Scheiße, war ich froh, als jemand gegen die Glasscheibe der Tür
klopfte. Ich schnappte nach Luft. Es war, als würde mich jemand
aus einem Tagtraum reißen.

„Leon? Herr Grigorescu?“
Alexei wich so abrupt zurück, dass ich seiner Bewegung mit
bloßem Auge kaum folgen konnte. Für eine Sekunde wirkte sein
Umriss wie verschwommen, ich schloss beirrt die Augen. Als ich
aufsah, öffnete er bereits die Tür.
„Entschuldigen Sie, ich wurde aufgehalten.“ Vaters Stimme klang
abgehetzt. „Hast du dich umgesehen, Leon? Was sagst du?“
Ich atmete tief durch und strich mit einer fahrigen Bewegung
durch mein Haar.
„Man … man könnte etwas daraus machen, aber ich hab das
Obergeschoss noch nicht gesehen“, entgegnete ich und erschrak, wie
heiser meine Stimme klang. Ich blickte zur Treppe, die sich am
Ende des Verkaufsraumes befand. Als ich vor Alexei die Stufen
hinaufschritt, konnte ich seinen Laserblick im Rücken spüren. Der
Kerl war ein Psychopath, ich hatte ein Gespür für so was. Ein Mentalist
… ein sehr guter auch noch, allem Anschein nach.
Später saß ich neben Vater im Auto und dachte fortwährend
darüber nach, ob Alexei Grigorescu meine Gedanken beeinflusst
hatte. Natürlich konnte ich nicht leugnen, dass er sehr attraktiv war, aber die Tatsache, dass ich ihn wunderschön fand, war mehr als befremdend für mich. Ob er wohl selbst auf Männer stand?
Wir besaßen beide die Fähigkeit der Telepathie, also warum
sollte er nicht auch zusätzlich Gedanken beeinflussen können?
Ich schüttelte den Kopf, als müsste ich mich entsinnen, wo ich
war.
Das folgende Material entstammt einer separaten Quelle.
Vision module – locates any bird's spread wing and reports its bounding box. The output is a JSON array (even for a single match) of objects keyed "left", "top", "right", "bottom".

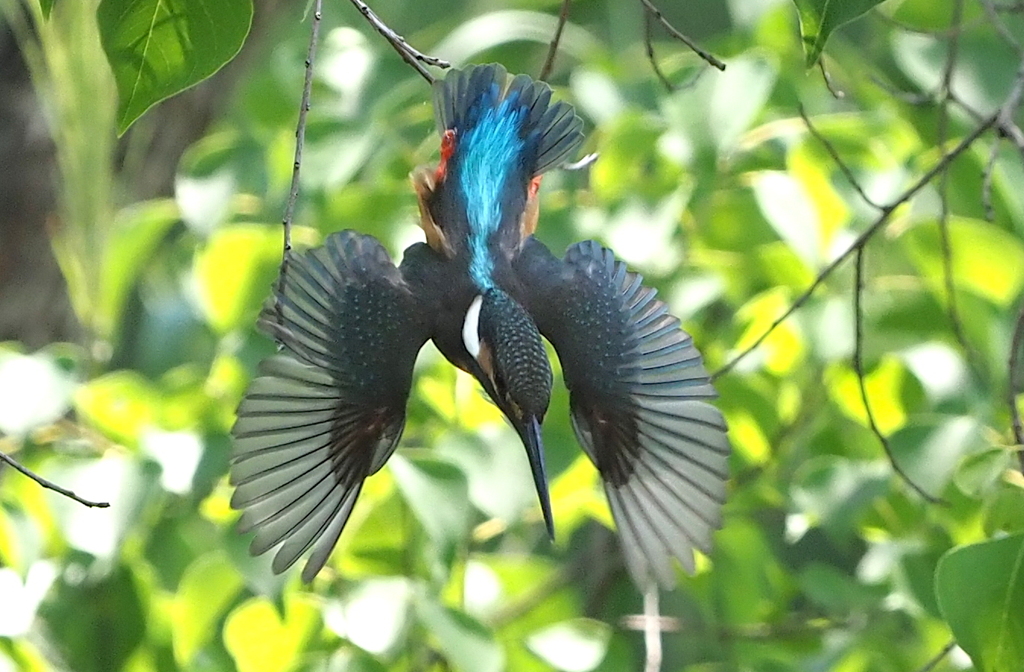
[
  {"left": 517, "top": 239, "right": 729, "bottom": 587},
  {"left": 230, "top": 232, "right": 427, "bottom": 582}
]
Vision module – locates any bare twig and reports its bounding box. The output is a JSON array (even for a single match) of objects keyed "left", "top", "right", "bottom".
[
  {"left": 918, "top": 641, "right": 956, "bottom": 672},
  {"left": 818, "top": 57, "right": 846, "bottom": 100},
  {"left": 981, "top": 138, "right": 1001, "bottom": 221},
  {"left": 348, "top": 0, "right": 452, "bottom": 84},
  {"left": 1009, "top": 303, "right": 1024, "bottom": 472},
  {"left": 643, "top": 583, "right": 662, "bottom": 672},
  {"left": 936, "top": 0, "right": 981, "bottom": 372},
  {"left": 273, "top": 0, "right": 324, "bottom": 327},
  {"left": 800, "top": 106, "right": 884, "bottom": 210},
  {"left": 0, "top": 451, "right": 111, "bottom": 509},
  {"left": 640, "top": 0, "right": 725, "bottom": 70},
  {"left": 538, "top": 0, "right": 571, "bottom": 79},
  {"left": 853, "top": 247, "right": 942, "bottom": 497},
  {"left": 712, "top": 115, "right": 998, "bottom": 379},
  {"left": 643, "top": 11, "right": 676, "bottom": 93}
]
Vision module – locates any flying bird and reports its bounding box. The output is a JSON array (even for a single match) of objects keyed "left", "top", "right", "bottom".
[{"left": 230, "top": 65, "right": 729, "bottom": 588}]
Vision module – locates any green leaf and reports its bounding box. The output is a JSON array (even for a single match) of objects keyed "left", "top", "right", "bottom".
[
  {"left": 390, "top": 455, "right": 469, "bottom": 551},
  {"left": 793, "top": 0, "right": 883, "bottom": 68},
  {"left": 224, "top": 597, "right": 319, "bottom": 672},
  {"left": 526, "top": 619, "right": 611, "bottom": 672},
  {"left": 0, "top": 352, "right": 75, "bottom": 436},
  {"left": 902, "top": 217, "right": 1024, "bottom": 308},
  {"left": 171, "top": 552, "right": 242, "bottom": 668},
  {"left": 96, "top": 0, "right": 253, "bottom": 133},
  {"left": 97, "top": 199, "right": 178, "bottom": 335},
  {"left": 935, "top": 535, "right": 1024, "bottom": 672},
  {"left": 325, "top": 577, "right": 413, "bottom": 657},
  {"left": 196, "top": 224, "right": 281, "bottom": 333},
  {"left": 416, "top": 596, "right": 505, "bottom": 672}
]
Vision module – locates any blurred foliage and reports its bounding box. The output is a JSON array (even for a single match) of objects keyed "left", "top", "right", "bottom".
[{"left": 0, "top": 0, "right": 1024, "bottom": 672}]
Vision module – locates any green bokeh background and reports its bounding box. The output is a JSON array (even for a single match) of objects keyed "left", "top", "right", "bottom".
[{"left": 0, "top": 0, "right": 1024, "bottom": 672}]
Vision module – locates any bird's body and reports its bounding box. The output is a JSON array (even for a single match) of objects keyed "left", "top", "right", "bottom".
[{"left": 231, "top": 66, "right": 728, "bottom": 585}]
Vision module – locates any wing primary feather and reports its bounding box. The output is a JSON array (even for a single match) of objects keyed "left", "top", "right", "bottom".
[{"left": 230, "top": 231, "right": 425, "bottom": 582}]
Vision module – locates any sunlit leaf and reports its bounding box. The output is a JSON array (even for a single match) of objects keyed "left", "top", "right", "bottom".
[
  {"left": 196, "top": 224, "right": 282, "bottom": 333},
  {"left": 0, "top": 351, "right": 75, "bottom": 436},
  {"left": 224, "top": 596, "right": 319, "bottom": 672},
  {"left": 97, "top": 200, "right": 178, "bottom": 336},
  {"left": 171, "top": 553, "right": 242, "bottom": 667},
  {"left": 736, "top": 288, "right": 805, "bottom": 374},
  {"left": 390, "top": 455, "right": 469, "bottom": 551},
  {"left": 793, "top": 456, "right": 890, "bottom": 535},
  {"left": 75, "top": 371, "right": 160, "bottom": 446},
  {"left": 96, "top": 0, "right": 253, "bottom": 133},
  {"left": 889, "top": 416, "right": 981, "bottom": 495},
  {"left": 901, "top": 218, "right": 1024, "bottom": 307},
  {"left": 325, "top": 577, "right": 413, "bottom": 656},
  {"left": 935, "top": 535, "right": 1024, "bottom": 672},
  {"left": 828, "top": 356, "right": 906, "bottom": 434},
  {"left": 794, "top": 0, "right": 883, "bottom": 68}
]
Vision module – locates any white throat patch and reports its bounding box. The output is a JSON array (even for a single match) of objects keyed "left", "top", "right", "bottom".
[{"left": 462, "top": 294, "right": 483, "bottom": 360}]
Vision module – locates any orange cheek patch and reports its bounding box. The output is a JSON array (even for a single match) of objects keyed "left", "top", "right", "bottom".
[
  {"left": 519, "top": 175, "right": 541, "bottom": 241},
  {"left": 434, "top": 128, "right": 455, "bottom": 182}
]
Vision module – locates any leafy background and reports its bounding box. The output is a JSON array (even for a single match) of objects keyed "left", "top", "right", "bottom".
[{"left": 0, "top": 0, "right": 1024, "bottom": 672}]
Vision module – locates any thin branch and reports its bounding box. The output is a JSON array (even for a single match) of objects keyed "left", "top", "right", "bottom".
[
  {"left": 1009, "top": 303, "right": 1024, "bottom": 472},
  {"left": 712, "top": 115, "right": 997, "bottom": 380},
  {"left": 640, "top": 0, "right": 725, "bottom": 71},
  {"left": 936, "top": 0, "right": 981, "bottom": 372},
  {"left": 348, "top": 0, "right": 452, "bottom": 84},
  {"left": 800, "top": 106, "right": 884, "bottom": 210},
  {"left": 979, "top": 0, "right": 1024, "bottom": 55},
  {"left": 853, "top": 247, "right": 942, "bottom": 497},
  {"left": 538, "top": 0, "right": 571, "bottom": 80},
  {"left": 818, "top": 58, "right": 846, "bottom": 100},
  {"left": 643, "top": 583, "right": 662, "bottom": 672},
  {"left": 273, "top": 0, "right": 324, "bottom": 327},
  {"left": 918, "top": 640, "right": 956, "bottom": 672},
  {"left": 643, "top": 11, "right": 676, "bottom": 93},
  {"left": 0, "top": 451, "right": 111, "bottom": 509},
  {"left": 981, "top": 138, "right": 1001, "bottom": 221}
]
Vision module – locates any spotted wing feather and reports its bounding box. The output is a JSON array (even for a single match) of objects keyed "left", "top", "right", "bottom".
[
  {"left": 519, "top": 239, "right": 729, "bottom": 587},
  {"left": 230, "top": 232, "right": 426, "bottom": 582}
]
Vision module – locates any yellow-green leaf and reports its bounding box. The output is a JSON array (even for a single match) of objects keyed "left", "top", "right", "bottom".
[{"left": 96, "top": 0, "right": 253, "bottom": 133}]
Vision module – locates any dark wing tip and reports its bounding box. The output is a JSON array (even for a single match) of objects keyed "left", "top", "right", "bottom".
[{"left": 553, "top": 241, "right": 730, "bottom": 588}]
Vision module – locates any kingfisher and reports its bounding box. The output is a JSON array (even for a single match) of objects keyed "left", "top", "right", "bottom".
[{"left": 230, "top": 65, "right": 729, "bottom": 589}]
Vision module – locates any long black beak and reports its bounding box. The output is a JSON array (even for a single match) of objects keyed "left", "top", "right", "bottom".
[{"left": 522, "top": 417, "right": 555, "bottom": 541}]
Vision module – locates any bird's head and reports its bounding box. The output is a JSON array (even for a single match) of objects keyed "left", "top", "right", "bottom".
[
  {"left": 412, "top": 65, "right": 583, "bottom": 264},
  {"left": 462, "top": 288, "right": 554, "bottom": 535}
]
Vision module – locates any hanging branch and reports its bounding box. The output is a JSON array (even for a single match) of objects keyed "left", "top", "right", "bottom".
[
  {"left": 818, "top": 59, "right": 846, "bottom": 100},
  {"left": 640, "top": 0, "right": 725, "bottom": 70},
  {"left": 273, "top": 0, "right": 324, "bottom": 327},
  {"left": 643, "top": 11, "right": 676, "bottom": 93},
  {"left": 1009, "top": 303, "right": 1024, "bottom": 473},
  {"left": 351, "top": 0, "right": 452, "bottom": 84},
  {"left": 853, "top": 247, "right": 942, "bottom": 504},
  {"left": 936, "top": 0, "right": 981, "bottom": 372},
  {"left": 712, "top": 112, "right": 995, "bottom": 380},
  {"left": 0, "top": 451, "right": 111, "bottom": 509},
  {"left": 537, "top": 0, "right": 570, "bottom": 80},
  {"left": 918, "top": 640, "right": 956, "bottom": 672}
]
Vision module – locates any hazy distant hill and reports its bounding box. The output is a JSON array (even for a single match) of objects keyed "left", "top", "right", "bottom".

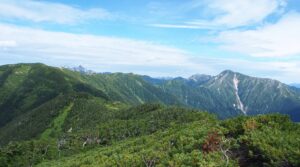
[
  {"left": 0, "top": 64, "right": 300, "bottom": 166},
  {"left": 290, "top": 83, "right": 300, "bottom": 88},
  {"left": 148, "top": 70, "right": 300, "bottom": 121}
]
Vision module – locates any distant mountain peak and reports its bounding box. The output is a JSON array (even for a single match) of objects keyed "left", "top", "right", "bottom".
[
  {"left": 219, "top": 70, "right": 236, "bottom": 75},
  {"left": 188, "top": 74, "right": 212, "bottom": 82}
]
Vielleicht war ich nur müde und erschöpft und hatte mir das
alles nur eingebildet. Es war ein langer Tag gewesen.
„Geht es dir nicht gut, Leon?“ Vater riss mich aus meinen Überlegungen.
„Entschuldige, ich war mit den Gedanken noch bei ... bei dem
Gebäude. Ich denke, es war eine gute Entscheidung, eine Nacht
darüber zu schlafen und Herrn Grigorescu dann anzurufen. Aber es
ist alles seriös, glaub mir. Das Gebäude ist das Geld wert.“ Warum
ich das gesagt hatte, war mir ein Rätsel. Schließlich war ich ja nicht
imstande gewesen, die Gedanken dieses Kerls zu lesen. Vater nickte
zufrieden.
Er fuhr mich nach Hause, wo ich wenig später erschöpft in mein
Bett fiel.


Wir befanden uns in dem leeren Laden, Alexei kam auf mich zu. Seine
durchdringenden Augen fesselten mich sofort wieder. Ich versank in
Tiefgrün und ließ mich treiben, in einem Meer verwirrender Gedanken
und Gefühle.
„Leon, komm mit. Meine Gedanken sind die Deinen. Ich werde dir
Dinge zeigen, von denen du nicht einmal gewagt hast, zu träumen.“
Seine tiefe Stimme klang warm und betörend. Ohne zu zögern legte ich
meine Hand in die seine, worauf er mich an sich zog. Ich fühlte mich
geborgen an seiner Brust, die etwas breiter und muskulöser war als
meine.
„Komm mit mir“, wiederholte er wispernd in mein Ohr. Sein heißer
Atem an dieser empfindsamen Stelle ließ mich erschauern.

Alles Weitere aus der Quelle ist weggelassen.